Angola is heading to its fifth General Election, the first without former president José Eduardo dos Santos, who died in July. But the political scheming in the country is still going on as if he were alive.
Dos Santos made history by organising three consecutive elections, and which his ruling party, the People’s Movement for the Liberation of Angola (MPLA), won.
He died on July 8 in the Spanish capital Barcelona, five years after he left the presidency which he had held for 38 years. He was succeeded by João Lourenço, the current MPLA flagbearer. If he wins the August 24 election, the ruling party will continue enjoying an uninterrupted run since 1975.
President Lourenço is contesting for a second term.
“Dos Santos' death occurred at a point when Angola was preparing for elections. Whether we like it or not, this fact will have a bearing on the outcome of the elections,” said Prof João Pacatolo, lecturer of International Relations at the Angolan Private University (UPRA University).
He also argued that dos Santos’ status as an elder in Angolan politics, despite his death, may influence decisions by voters.
“Was dos Santos happy with his country’s leadership during his final days?” Mr Pacatolo rhetorically asked in an interview with The EastAfrican in Luanda on Monday.
In his final days, his family fell afoul of the government, with the latter pursuing an aggressive reclaiming of funds allegedly stolen from public coffers by the do Santos' family.
In fact, dos Santos’ family members showed recently that they were not on good terms with the country's leadership after they rejected an offer of a state funeral for their patriarch, before the polls.
In a letter, they indicated that they would allow him be buried only after the polls, perhaps hoping things would change.
“This shows that the ruling MPLA and dos Santos family members are not on good terms and this may have unexpected developments,” Mr Pacatolo added.
Spain finally released the body of dos Santos on August 17 after ascertaining that there had been no foul play in his death.
Dos Santos was once celebrated as the country’s peace architect for ending years of civil war and protecting his political enemies to negotiate for peace.

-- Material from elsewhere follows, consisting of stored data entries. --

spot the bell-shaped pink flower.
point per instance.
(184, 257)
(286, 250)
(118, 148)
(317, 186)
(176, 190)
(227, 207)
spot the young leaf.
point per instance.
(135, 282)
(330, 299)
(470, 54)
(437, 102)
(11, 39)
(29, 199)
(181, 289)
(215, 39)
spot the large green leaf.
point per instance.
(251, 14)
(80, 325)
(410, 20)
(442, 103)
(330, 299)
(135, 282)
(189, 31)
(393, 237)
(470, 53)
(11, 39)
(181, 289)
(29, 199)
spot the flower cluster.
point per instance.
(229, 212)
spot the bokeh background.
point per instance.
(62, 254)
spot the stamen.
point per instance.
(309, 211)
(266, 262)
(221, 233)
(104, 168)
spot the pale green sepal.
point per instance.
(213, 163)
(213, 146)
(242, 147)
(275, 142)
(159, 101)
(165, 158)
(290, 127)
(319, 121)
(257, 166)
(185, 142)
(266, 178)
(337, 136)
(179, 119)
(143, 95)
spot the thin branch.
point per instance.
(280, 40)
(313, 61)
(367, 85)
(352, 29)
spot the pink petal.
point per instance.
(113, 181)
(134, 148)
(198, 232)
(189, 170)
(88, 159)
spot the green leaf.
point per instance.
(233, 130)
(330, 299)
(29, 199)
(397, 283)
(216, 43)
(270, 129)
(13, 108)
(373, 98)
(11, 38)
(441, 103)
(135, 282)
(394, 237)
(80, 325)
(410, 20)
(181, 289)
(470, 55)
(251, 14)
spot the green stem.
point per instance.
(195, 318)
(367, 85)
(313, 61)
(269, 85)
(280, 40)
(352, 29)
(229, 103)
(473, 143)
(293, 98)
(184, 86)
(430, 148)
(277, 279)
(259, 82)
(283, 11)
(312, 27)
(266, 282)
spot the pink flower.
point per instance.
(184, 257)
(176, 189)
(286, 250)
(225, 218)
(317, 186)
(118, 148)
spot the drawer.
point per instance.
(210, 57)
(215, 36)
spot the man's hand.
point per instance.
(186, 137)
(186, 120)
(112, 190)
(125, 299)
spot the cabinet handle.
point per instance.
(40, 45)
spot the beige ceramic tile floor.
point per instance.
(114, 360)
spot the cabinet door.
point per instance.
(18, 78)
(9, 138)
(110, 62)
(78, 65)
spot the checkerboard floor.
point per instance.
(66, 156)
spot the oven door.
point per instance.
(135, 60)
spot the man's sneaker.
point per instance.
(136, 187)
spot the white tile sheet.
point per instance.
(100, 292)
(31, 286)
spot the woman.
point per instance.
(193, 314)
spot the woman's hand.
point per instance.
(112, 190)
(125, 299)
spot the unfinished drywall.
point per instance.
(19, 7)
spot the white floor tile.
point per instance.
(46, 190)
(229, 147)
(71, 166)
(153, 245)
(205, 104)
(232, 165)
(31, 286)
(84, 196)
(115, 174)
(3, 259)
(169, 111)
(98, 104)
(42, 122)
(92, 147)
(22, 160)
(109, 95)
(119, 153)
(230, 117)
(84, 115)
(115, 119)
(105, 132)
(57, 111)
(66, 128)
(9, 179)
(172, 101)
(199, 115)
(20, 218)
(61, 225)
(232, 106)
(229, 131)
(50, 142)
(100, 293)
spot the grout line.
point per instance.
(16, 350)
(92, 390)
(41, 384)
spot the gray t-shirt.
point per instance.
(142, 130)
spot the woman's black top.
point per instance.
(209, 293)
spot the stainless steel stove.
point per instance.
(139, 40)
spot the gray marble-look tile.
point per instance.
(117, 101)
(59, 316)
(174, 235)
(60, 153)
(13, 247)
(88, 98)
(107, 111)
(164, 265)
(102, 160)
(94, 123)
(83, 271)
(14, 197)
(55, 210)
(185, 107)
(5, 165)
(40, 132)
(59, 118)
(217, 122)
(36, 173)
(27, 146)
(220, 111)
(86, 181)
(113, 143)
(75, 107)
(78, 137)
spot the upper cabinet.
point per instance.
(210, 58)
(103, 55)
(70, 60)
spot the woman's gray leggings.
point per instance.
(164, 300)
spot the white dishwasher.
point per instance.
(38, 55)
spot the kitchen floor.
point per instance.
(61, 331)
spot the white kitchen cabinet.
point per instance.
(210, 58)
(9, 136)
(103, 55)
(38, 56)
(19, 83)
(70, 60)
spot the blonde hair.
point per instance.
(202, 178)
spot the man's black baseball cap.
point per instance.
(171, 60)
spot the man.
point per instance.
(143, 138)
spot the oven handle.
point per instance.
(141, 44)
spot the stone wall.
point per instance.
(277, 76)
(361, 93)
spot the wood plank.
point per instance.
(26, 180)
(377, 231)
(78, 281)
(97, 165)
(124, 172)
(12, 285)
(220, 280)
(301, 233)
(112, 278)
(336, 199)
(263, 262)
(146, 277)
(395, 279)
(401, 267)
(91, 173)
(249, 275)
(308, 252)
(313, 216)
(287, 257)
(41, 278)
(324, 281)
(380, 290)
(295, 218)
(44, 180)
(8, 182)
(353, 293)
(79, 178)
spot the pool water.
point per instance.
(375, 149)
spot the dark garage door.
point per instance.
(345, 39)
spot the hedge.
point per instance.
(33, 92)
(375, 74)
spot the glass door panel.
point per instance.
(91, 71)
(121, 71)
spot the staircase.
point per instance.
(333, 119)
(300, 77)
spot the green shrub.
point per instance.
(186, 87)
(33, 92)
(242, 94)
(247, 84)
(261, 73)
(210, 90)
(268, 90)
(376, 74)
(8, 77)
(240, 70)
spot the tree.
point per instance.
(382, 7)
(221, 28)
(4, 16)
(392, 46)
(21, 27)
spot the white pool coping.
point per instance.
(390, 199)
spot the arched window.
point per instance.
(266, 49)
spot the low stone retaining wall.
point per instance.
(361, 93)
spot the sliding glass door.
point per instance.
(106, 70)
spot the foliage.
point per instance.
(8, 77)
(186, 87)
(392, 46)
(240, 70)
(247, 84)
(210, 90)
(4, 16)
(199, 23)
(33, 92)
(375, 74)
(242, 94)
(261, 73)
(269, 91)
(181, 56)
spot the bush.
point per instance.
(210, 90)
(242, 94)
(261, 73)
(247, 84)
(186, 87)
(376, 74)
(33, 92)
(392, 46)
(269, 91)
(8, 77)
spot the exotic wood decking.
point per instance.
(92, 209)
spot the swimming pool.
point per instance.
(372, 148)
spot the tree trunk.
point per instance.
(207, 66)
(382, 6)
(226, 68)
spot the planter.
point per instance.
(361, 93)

Earlier this month, Welwitchia dos Santos Tchizeé, a daughter of the former president who served as the ruling MPLA MP, went on social media to call on Angolans to vote for Adalberto Costa Júnior, a candidate of the main opposition party Unita.
“I am Tchizeé dos Santos, daughter of José Eduardo dos Santos, and he told me to tell you that it is better to have Adalberto as president of Angola,” she says in a video message now available on YouTube.
Tchizeé dos Santos went further said Adalberto Costa Júnior was good for dialogue.
It is not the first time dos Santos family members have expressed their desire to see the opposition take Angola’s presidency.
In January 2020, Isabel dos Santos, the more famous sibling of the former first family, said that the current economic slowdown gives a candidate from Unita party a real chance of winning the 2022 polls and there are also speculations that she is behind the country’s opposition to dethrone the ruling MPLA from government.
Last week, President Lourenço accused Adalberto Costa Junior of being funded by his predecessor’s family, showing that the late dos Santos casts a long shadow on Angola elections. The accusation was not surprising.
Mr Junior, who denied the funding allegation, termed it mere political games.